Dating from the first Prius gas-electric hybrid car, launched in 1997, EVs have suffered an image as specialty items for eco-zealots and first adopters.

That accounts for EVs’ meagre 2.5 per cent share of vehicles on the road globally. There are other factors, to be sure, chief among is a fear of running out of juice on a road to nowhere, a phenomenon called “range anxiety.”

However, the North American market is likely to be receptive to an EV if it’s a pickup truck, given the enormous popularity of pickups — and the F-150 in particular — here.

Canada is already a leader in EV adaption. Zero-emission vehicle registrations rose to 3.5 per cent of the total last year, according to Statistics Canada. B.C. leads the country, with EVs accounting for a whopping 8.4 per cent of new vehicle registrations in 2020.

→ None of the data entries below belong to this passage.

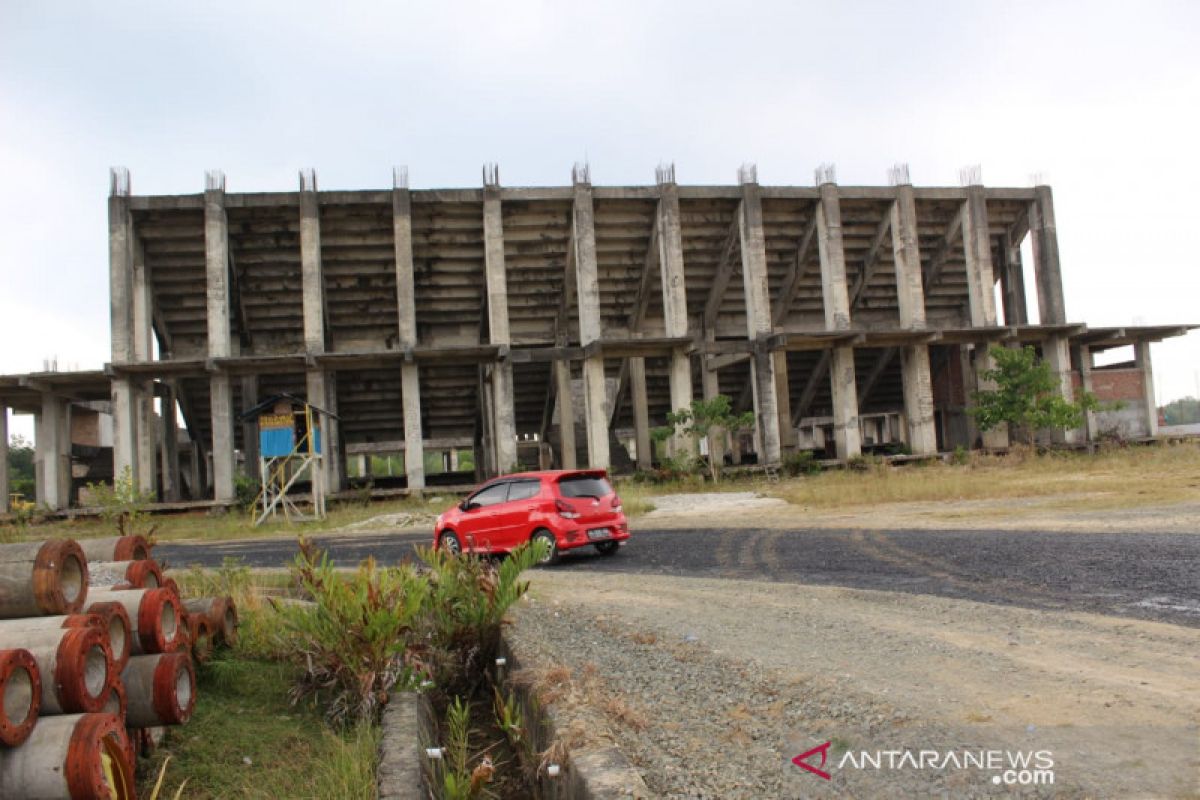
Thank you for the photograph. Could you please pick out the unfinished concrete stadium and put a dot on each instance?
(557, 326)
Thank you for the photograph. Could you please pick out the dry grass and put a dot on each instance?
(1113, 479)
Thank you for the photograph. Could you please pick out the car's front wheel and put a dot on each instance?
(607, 548)
(544, 535)
(450, 543)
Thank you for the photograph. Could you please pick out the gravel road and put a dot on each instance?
(1146, 576)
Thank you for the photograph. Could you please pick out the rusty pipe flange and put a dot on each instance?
(83, 669)
(21, 696)
(144, 573)
(60, 577)
(120, 631)
(95, 737)
(174, 687)
(160, 620)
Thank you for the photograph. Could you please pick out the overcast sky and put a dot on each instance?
(1102, 100)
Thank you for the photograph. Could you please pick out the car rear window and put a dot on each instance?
(583, 486)
(491, 494)
(523, 489)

A March survey by KPMG found that nearly seven in 10 Canadians intend to make their next vehicle purchase an EV.

What makes the Lightning a potential game-changer is that its traditional internal-combustion stablemate has long been the chief means of getting around in the North American heartland.

A rather surprising number of hulking F-150s can be seen in the GTA, where a pickup’s cargo and towing capacity would seem to be of limited use.

In Middle America and Western Canada, though, pickups are deeply embedded in the culture, in cities and countryside alike. As a showcase for EV capability, the familiar F-150 might be the industry’s best shot at convincing some of the continent’s most change-averse motorists to finally give EVs serious consideration.

Just to be sure of that, the Lightning is priced for the mass market, with a base-model sticker price of just under $40,000 (U.S.). And that’s before government EV subsidies.

By comparison, the rival Tesla Cybertruck and the Rivian R1T, also not yet in showrooms, have base-model prices of just under $50,000 (U.S.) and $70,000 (U.S.), respectively. These are tentative prices that will likely change when the vehicles go into production.

Alas, only the upgraded Lightning XLT model will be available in Canada, priced at $68,000 (Canadian), again before government rebates.

Mind you, the XLT, with its extended-range battery, can power a house for three days in an emergency, or as long as 10 days with rationing. That feature, which has excited car fans more than any other, has caused the Lightning to be described as the “first dystopian car” of the century, for motorists with an “end times” mentality.



Some remember the Texas blackout in February that left about 4.5 million homes and businesses without power for five days. Then earlier this month a case for EVs was made again by the ransomware cyberattack on the Colonial Pipeline, the U.S.’s largest pipeline system for refined oil products. The resulting gasoline shortages affected motorists in 17 states and Washington, D.C.

To boost its prospects for success, Ford has chosen two of its iconic models to spearhead its $27-billion commitment to an entire fleet of clean-energy models.

The Dearborn-based company has unveiled three EVs this year: the F-150, the Mustang Mach-E and a new E-Transit cargo van for commercial use.

Ford has hedged its bets with a Lightning of the same dimensions as the traditional F-150, so that the thousands of aftermarket products for traditional F-150s work with the Lightning as well. What’s more, each Lightning purchase comes with a charging station that fully charges the vehicle in about eight hours. These devices are DC fast-charger compatible, so that owners can boost the charge from, say, 15 per cent to 80 per cent in about 40 minutes.